This interview, published on August 3, 2020, addresses the intersections of SEC's Regulation Best Interest, the upcoming enforcement date for the Massachusetts Fiduciary Rule and the Department of Labor's fiduciary rule 2020 rulemaking. The latter is a two-part set and reinstates the DOL's long-time five-part test as well as proposing a Prohibited Transactions Exemption - with reference to Reg BI — and providing additional gloss on the five-part test. The DOL's PTE proposal also raises an important question as it intersects with the Massachusetts Fiduciary Rule, particularly with regard to what triggers an ongoing obligation under the Massachusetts rule.
The interview also notes that there will be additional Reg BI and Form CRS FAQs — and in fact the next day the SEC staff released additional FAQs (see August 4 additions), with a focus on titling and capacity. As firms refine their Reg BI and Form CRS compliance, it is important that each new FAQ response is evaluated against the firm's existing practices and compliance program.

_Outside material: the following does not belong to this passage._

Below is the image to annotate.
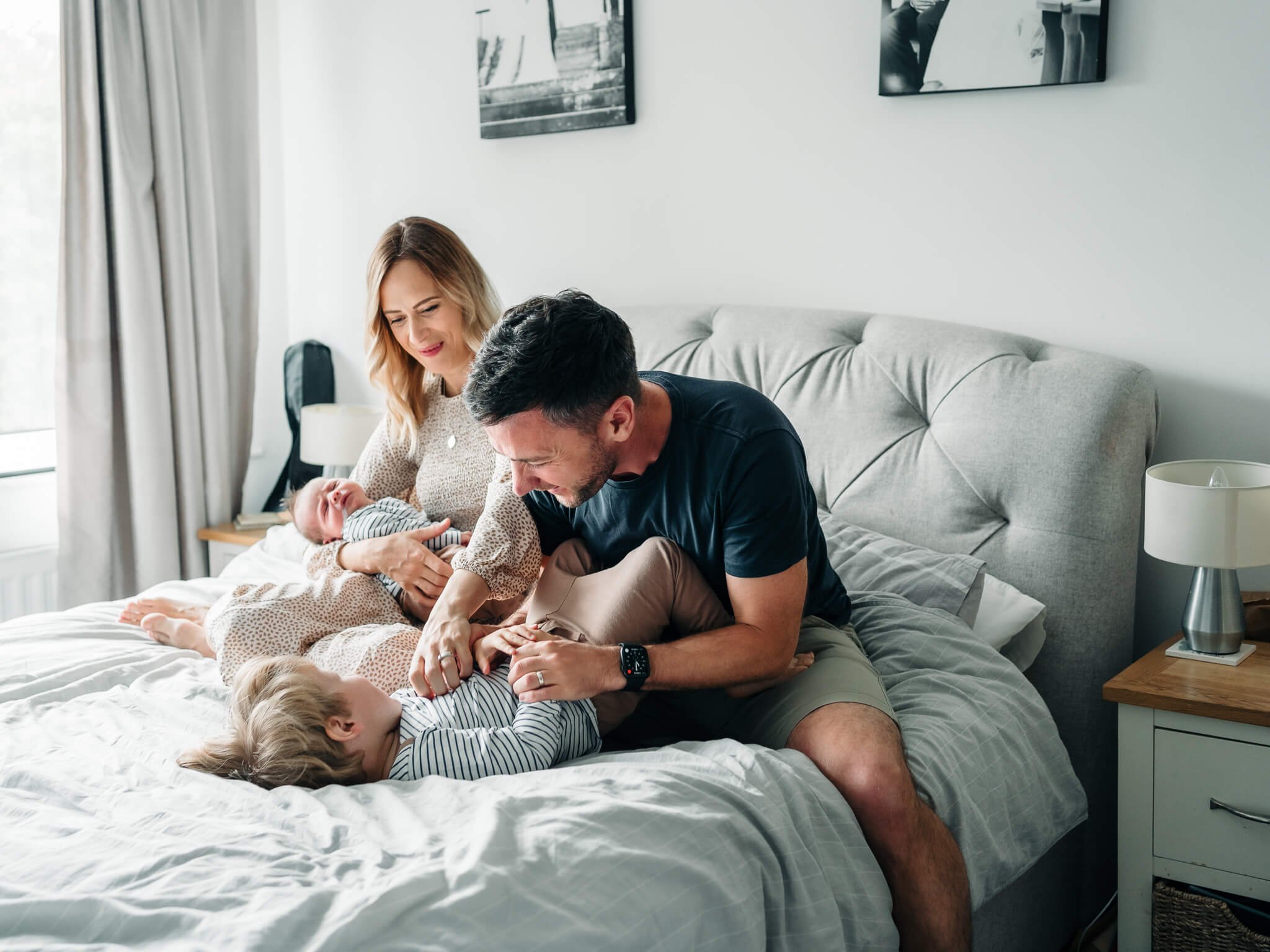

One of the key questions under the Massachusetts rule is whether the fiduciary standard is episodic, meaning that it only applies at the time of the recommendation or whether there is an ongoing duty that extends beyond the time of the recommendation... [the DOL Proposal] raises the question of whether a firm can be a fiduciary under ERISA and the tax code but still provide episodic advice under the Massachusetts fiduciary rule.